How Weak Is the US Labor Market?

The two most recent jobless claims, which determine if the US economy is going into recession, came in better than expected which is significant. Jobless claims are a leading economic indicator in gauging whether the labor market is weakening . The claims on August 8th reversed the trend to a lower and relatively normal 233,000, which triggered a 50-point jump in the S&P pre-market. In the August 15th report, claims fell further to 227,000 coupled with a continued claims reduction to 1.864 million. This could potentially allay concerns of further deterioration in the labor market.

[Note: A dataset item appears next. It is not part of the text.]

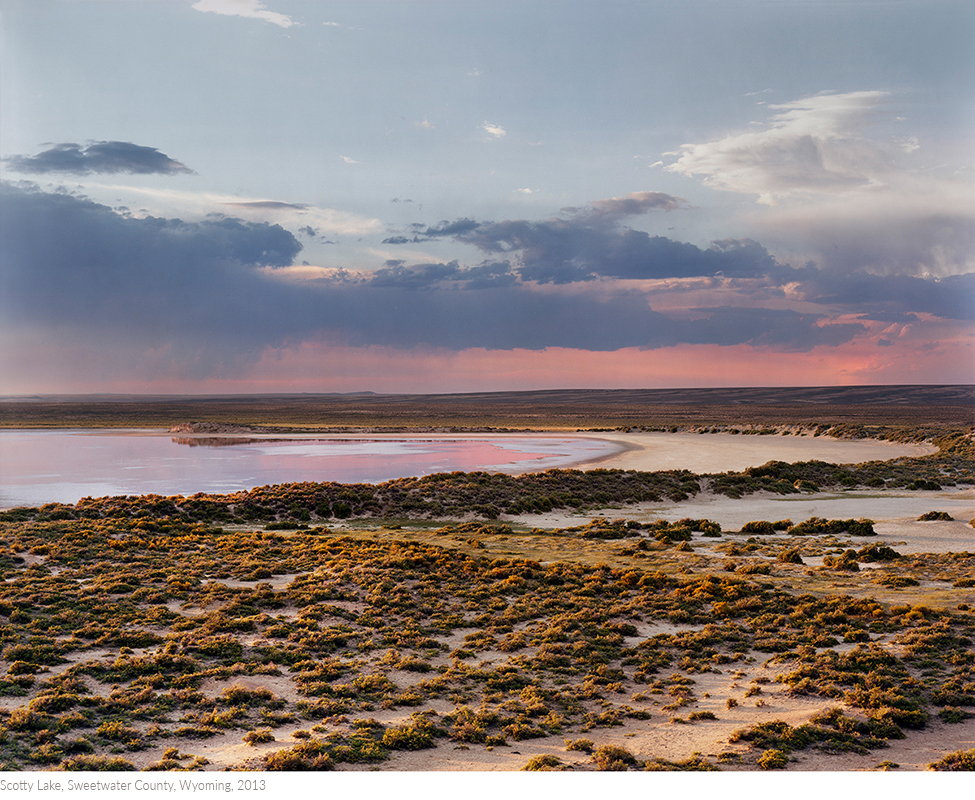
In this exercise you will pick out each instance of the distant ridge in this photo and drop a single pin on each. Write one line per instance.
(960, 394)
(908, 394)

In addition, as a percentage of the labor force — which is at an all-time high in terms of size – claims look even healthier. At the current levels of around 0.14%, they are at half the range that they were when the 2007, 2001, and early 1990s recessions began. Point being, we need to see claims rise well above 250,000 and stay there into the autumn months before this forms a useful tell that recession is looming. And if the Fed cuts rates in the meantime (as disinflation is giving them room to do), prospects for further job creation should only brighten.

The Rule Ain’t Wrong

While the Sahm Rule is a valuable tool for spotting potential recessions, it's important to consider the broader context. If rising unemployment is driven by an increased labor supply rather than demand, the situation might be as indicative of a recession as the rule alone suggests.

Current data suggests that consumers are holding up despite higher borrowing costs, a cooling labor market and an uncertain economic outlook. With pandemic savings now largely gone and wage growth cooling, many Americans are increasingly resorting to credit cards and other loans to support their purchases – raising questions about the sustainability of consumer spending, especially as more people are falling behind on payments.

Ultimately, though, the weaker jobs data is the key factor in why the Federal Reserve is expected to start cutting interest rates next month. Everything else is just noise.